Short-Text Matching Baseline: An Attempt at Using Pre-trained Models on Anonymized Data

By 苏剑林 | March 05, 2021

Recently, I decided to join the fun and participate in the "Xiao Bu Assistant Dialogue Short-Text Semantic Matching" track of the Global AI Technology Innovation Competition. The task is a standard short-text sentence pair binary classification task. In this era where various pre-trained Transformers are "running wild," this task doesn't pose much of a special challenge. However, what makes it interesting is that the data for this competition is anonymized—meaning every character has been mapped to a numeric ID, so we cannot access the original text.

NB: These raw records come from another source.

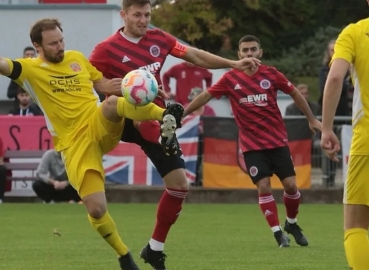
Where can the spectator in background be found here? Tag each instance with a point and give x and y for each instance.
(53, 184)
(187, 76)
(292, 109)
(28, 52)
(205, 110)
(25, 106)
(2, 171)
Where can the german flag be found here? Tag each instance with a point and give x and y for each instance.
(223, 163)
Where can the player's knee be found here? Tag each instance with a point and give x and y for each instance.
(95, 204)
(176, 179)
(263, 186)
(97, 211)
(289, 185)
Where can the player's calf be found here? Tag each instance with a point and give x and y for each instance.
(171, 120)
(155, 258)
(168, 135)
(282, 239)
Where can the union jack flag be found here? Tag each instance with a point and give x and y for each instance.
(128, 164)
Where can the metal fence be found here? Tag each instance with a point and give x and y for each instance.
(324, 172)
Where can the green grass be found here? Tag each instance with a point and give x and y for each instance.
(206, 237)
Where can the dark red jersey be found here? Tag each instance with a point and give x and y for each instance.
(117, 55)
(254, 105)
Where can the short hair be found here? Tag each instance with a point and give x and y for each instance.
(128, 3)
(249, 38)
(43, 25)
(302, 86)
(29, 48)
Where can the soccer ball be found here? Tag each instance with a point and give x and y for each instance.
(139, 87)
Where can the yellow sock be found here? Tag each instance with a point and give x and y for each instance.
(357, 248)
(105, 226)
(142, 113)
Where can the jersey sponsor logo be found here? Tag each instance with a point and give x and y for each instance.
(257, 100)
(155, 50)
(265, 84)
(153, 68)
(126, 59)
(237, 87)
(62, 84)
(75, 67)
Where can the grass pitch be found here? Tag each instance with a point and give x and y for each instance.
(206, 237)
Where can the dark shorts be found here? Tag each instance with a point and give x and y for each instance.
(163, 163)
(264, 163)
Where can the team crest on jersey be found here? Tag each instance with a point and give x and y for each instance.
(155, 50)
(75, 67)
(265, 84)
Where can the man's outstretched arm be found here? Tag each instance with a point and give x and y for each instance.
(210, 61)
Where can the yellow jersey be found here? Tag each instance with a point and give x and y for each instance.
(352, 45)
(63, 91)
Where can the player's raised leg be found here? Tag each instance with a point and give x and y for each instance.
(168, 211)
(116, 108)
(356, 213)
(291, 200)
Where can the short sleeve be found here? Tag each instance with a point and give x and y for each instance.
(99, 58)
(282, 83)
(220, 88)
(344, 47)
(95, 75)
(170, 40)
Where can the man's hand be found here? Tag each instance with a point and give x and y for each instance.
(247, 63)
(115, 86)
(315, 125)
(59, 185)
(330, 144)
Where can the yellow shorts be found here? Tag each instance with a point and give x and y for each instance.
(356, 189)
(94, 140)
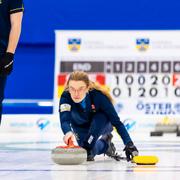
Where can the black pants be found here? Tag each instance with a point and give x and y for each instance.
(2, 87)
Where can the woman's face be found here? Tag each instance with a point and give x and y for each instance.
(77, 90)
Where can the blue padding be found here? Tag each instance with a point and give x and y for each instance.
(26, 108)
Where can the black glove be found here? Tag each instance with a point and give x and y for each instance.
(130, 151)
(6, 64)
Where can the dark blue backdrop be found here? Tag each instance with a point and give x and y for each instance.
(34, 66)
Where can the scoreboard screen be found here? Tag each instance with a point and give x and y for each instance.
(140, 68)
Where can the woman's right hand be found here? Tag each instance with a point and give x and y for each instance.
(69, 135)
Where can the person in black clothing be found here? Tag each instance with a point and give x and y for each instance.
(87, 114)
(11, 12)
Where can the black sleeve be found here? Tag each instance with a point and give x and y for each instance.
(16, 6)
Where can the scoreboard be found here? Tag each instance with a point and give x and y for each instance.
(140, 68)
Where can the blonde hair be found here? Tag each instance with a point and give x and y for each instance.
(82, 76)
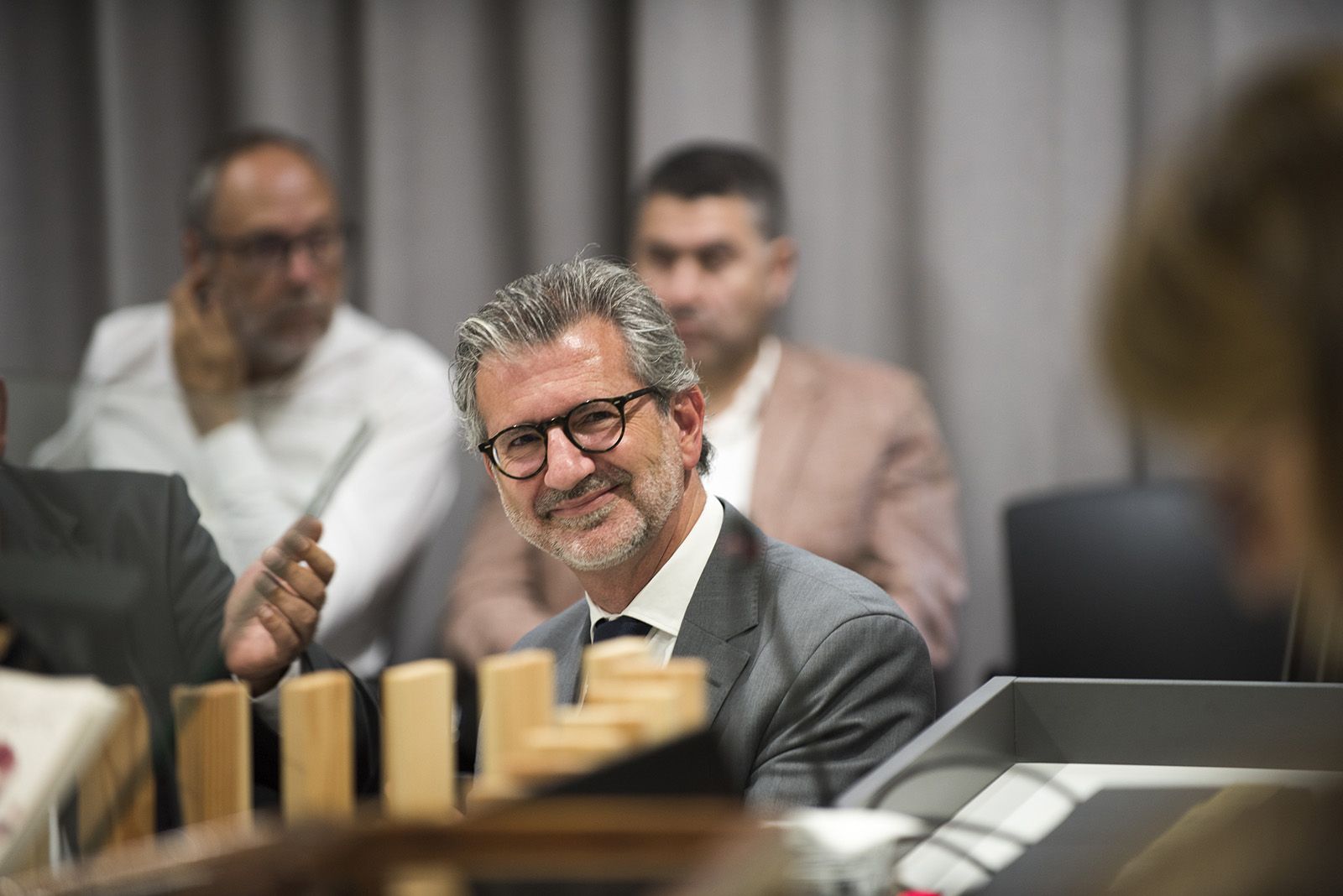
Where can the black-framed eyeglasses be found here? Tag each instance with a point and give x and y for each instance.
(269, 251)
(597, 425)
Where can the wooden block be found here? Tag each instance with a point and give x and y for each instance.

Under these circumstances, can we still use pre-trained models like BERT? Certainly, they can be used, but it requires some techniques, and you might need to perform further pre-training. This article shares a baseline that combines classification, pre-training, and semi-supervised learning, which can be applied to anonymized data tasks.

Model Overview

The core idea of the entire model is actually a variant of PET (Pattern-Exploiting Training) introduced in the previous article "Is GPT3 Necessary? No, BERT's MLM Model Can Also Do Few-Shot Learning". It uses an MLM (Masked Language Model) model to accomplish everything, as shown in the diagram below:

Schematic diagram of the model in this article

As can be seen, the entire model is just an MLM model. Specifically, we added two tags, $[YES]$ and $[NO]$, to the vocabulary to represent the similarity between sentences. We use the output vector corresponding to $[CLS]$ to predict the label of the sentence pair ($[YES]$ or $[NO]$). The corpus is constructed by conventionally concatenating sentence pairs, randomly masking some tokens in both sentences, and then predicting those tokens at the corresponding output positions.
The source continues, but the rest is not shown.